Getting your tools out of China
One manufacturer's battle takes 2 years and several twists and turns
April 23, 2012
|It took almost two full years, but model railroad distributor S Helper Service finally received its tooling — most of it, anyway. |
S Helper Service was one of 60 companies that received of notification letter in June 2010 stating that their contract manufacturer, China’s Sanda Kan Industrial, was no longer able to make their products. Since then, S Helper Service and the other companies in the same boat — companies such as American Models, Bowser, Märklin/Trix and Micro-Trains — have been fighting for the return of their tooling.
Fighting, however, may be the wrong word, as it implies that these dealers have had some sort of recourse.
“Recourse? We didn’t hold any of the cards,” S Helper Service co-owner Don Thompson said. “Your tooling’s half a world away.”
Thompson estimated Sanda Kan has returned about 90% of his company’s tooling, including all of its hard tooling. Others are still waiting for theirs.
The problem began around the time Sanda Kan was acquired by Hong Kong-headquartered Kader Manufacturing Trust in 2008. A 2010 Model Railroader article reported that “numerous model railroad companies that have products manufactured at Sanda Kan have seen delays in deliveries over the past 18–24 months.” Some companies reportedly moved their production elsewhere.
Many of those that didn’t ended up paying the price.
A copy of the letter sent to S Helper Service, obtained by Model Retailer, states, “over the past 12 months it has become increasingly clear that changes to the Sanda Kan business model would be necessary.” The letter goes on to explain that the first step in this process was consolidation of Sanda Kan’s customer base.
Thompson has his suspicions why Sanda Kan’s smaller customers, such as his, fell by the wayside. But they are just suspicions, formulated from his conversations with reliable vendors, he said.
Thompson said Sanda Kan’s tumultuous decade of previous ownership forced the company to fall behind on payments to its suppliers. The company was bought, sold and gutted several times during the early 2000s. By the time Kader purchased the company, Thompson said, Sanda Kan’s reputation was so damaged that even new suppliers stayed away.
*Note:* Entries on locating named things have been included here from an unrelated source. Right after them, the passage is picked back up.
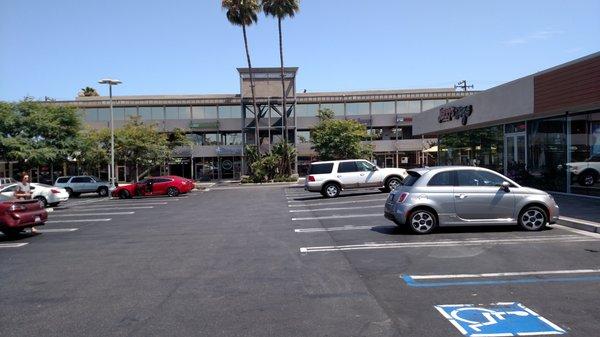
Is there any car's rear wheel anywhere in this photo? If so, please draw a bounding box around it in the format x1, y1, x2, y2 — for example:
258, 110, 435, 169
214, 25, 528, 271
408, 209, 437, 234
519, 206, 548, 231
385, 177, 402, 192
34, 195, 48, 207
1, 228, 21, 238
323, 183, 340, 198
98, 187, 108, 197
167, 186, 179, 197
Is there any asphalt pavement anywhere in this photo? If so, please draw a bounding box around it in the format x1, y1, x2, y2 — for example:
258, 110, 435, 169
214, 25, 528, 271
0, 186, 600, 337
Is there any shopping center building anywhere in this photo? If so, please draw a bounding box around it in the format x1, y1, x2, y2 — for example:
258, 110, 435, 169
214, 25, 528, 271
48, 68, 475, 181
413, 53, 600, 196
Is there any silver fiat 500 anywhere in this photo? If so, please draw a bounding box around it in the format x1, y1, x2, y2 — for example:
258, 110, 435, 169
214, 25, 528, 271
385, 166, 558, 234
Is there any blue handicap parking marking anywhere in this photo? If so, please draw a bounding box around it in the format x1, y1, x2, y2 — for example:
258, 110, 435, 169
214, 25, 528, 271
435, 302, 566, 337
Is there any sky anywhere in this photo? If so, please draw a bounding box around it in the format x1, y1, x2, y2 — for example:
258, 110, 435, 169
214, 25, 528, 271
0, 0, 600, 101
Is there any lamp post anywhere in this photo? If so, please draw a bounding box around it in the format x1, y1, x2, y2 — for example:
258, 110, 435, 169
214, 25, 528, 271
98, 78, 121, 187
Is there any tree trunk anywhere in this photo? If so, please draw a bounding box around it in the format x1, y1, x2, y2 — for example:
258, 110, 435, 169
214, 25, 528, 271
242, 25, 260, 152
277, 18, 292, 175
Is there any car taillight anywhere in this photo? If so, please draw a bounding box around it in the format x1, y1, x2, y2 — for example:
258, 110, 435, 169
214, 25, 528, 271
8, 204, 27, 212
398, 192, 408, 204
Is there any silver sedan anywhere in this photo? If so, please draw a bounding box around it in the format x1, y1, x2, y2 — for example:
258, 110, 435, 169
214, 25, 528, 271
385, 166, 559, 234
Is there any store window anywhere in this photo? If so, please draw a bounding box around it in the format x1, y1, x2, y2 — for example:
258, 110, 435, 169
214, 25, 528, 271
221, 132, 242, 145
296, 104, 319, 117
397, 101, 421, 114
521, 117, 567, 192
165, 106, 190, 119
344, 103, 369, 116
138, 106, 152, 121
219, 105, 242, 119
201, 133, 221, 145
297, 130, 310, 144
438, 126, 504, 173
422, 99, 446, 111
321, 103, 344, 117
371, 102, 396, 115
367, 128, 383, 140
566, 111, 600, 196
192, 106, 217, 119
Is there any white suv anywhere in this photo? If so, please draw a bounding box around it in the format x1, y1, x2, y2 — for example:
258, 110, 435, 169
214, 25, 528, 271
304, 159, 408, 198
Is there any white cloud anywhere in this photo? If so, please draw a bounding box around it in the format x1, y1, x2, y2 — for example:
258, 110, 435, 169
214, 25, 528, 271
504, 30, 564, 46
He suspects Kader had no choice but to shed all but its largest customers.
Thompson said 20 companies — such as Bachmann, Lionel, Atlas, Walthers and Aristo-Craft — did not receive letters from Sanda Kan.
But then came the tricky part for Sanda Kan. How does a manufacturer return tooling to 60 clients all at once? The short answer? It doesn’t.
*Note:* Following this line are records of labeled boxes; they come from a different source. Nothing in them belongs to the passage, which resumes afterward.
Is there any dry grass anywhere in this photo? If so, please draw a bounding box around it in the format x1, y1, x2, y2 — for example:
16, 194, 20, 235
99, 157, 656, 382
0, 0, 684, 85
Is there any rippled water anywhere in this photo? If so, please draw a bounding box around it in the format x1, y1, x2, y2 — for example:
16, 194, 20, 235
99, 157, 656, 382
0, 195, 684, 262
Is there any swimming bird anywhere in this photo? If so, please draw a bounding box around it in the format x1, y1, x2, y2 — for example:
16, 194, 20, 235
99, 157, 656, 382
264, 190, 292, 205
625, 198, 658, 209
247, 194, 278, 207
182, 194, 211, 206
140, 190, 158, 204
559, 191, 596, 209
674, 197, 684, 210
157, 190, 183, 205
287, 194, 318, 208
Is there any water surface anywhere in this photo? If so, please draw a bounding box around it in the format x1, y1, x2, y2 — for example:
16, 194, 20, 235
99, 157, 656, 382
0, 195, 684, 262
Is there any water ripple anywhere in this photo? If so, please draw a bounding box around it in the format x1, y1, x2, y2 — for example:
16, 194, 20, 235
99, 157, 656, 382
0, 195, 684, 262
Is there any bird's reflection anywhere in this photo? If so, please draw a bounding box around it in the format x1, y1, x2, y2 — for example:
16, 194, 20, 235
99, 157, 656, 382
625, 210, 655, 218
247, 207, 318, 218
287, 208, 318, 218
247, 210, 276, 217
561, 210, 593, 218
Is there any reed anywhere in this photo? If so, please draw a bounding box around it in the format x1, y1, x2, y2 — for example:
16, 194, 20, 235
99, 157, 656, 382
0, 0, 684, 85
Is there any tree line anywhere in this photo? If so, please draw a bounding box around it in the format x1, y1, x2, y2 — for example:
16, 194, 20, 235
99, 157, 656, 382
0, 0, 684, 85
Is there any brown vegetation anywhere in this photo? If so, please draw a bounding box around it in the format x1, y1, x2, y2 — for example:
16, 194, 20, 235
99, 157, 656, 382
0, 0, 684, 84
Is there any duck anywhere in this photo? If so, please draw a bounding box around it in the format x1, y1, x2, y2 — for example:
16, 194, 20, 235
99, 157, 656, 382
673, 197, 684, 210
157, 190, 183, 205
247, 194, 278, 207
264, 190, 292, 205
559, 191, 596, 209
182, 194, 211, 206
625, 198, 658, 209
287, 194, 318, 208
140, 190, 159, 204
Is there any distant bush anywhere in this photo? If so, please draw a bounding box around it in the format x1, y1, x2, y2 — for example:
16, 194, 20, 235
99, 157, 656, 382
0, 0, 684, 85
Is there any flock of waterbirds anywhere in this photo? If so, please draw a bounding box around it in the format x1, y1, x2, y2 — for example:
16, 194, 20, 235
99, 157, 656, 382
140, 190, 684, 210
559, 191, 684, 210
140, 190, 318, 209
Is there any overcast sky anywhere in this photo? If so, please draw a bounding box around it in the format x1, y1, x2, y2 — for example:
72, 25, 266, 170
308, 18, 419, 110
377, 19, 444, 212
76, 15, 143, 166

“It’s physically impossible to move that much tooling … in a timely manner,” Thompson said, estimating Sanda Kan has around eight production facilities.
While Sanda Kan figured that out, S Helper Service waited.
“We haven’t had anything new in over a year,” Thompson said. “And the hobby industry is based on, ‘What have you done for us lately?’ So the worst thing that can happen to any hobby (distributor) is to have nothing new.”
Thompson said he's been told he’ll find out about the remainder of his tooling soon.
In the meantime, S Helper Service has found a new manufacturer, the name of which Thompson said he is contractually obligated to withhold until a press release can be drafted.
As for some of the other 60 companies cut loose by Sanda Kan, Thompson said he knows one large S-gauge distributor also just finally received all of its tooling, but he knows of others that are still in limbo.
“It’s been a trying time,” Thompson said. “But just about everyone in the model railroad industry had some connection to Sanda Kan.”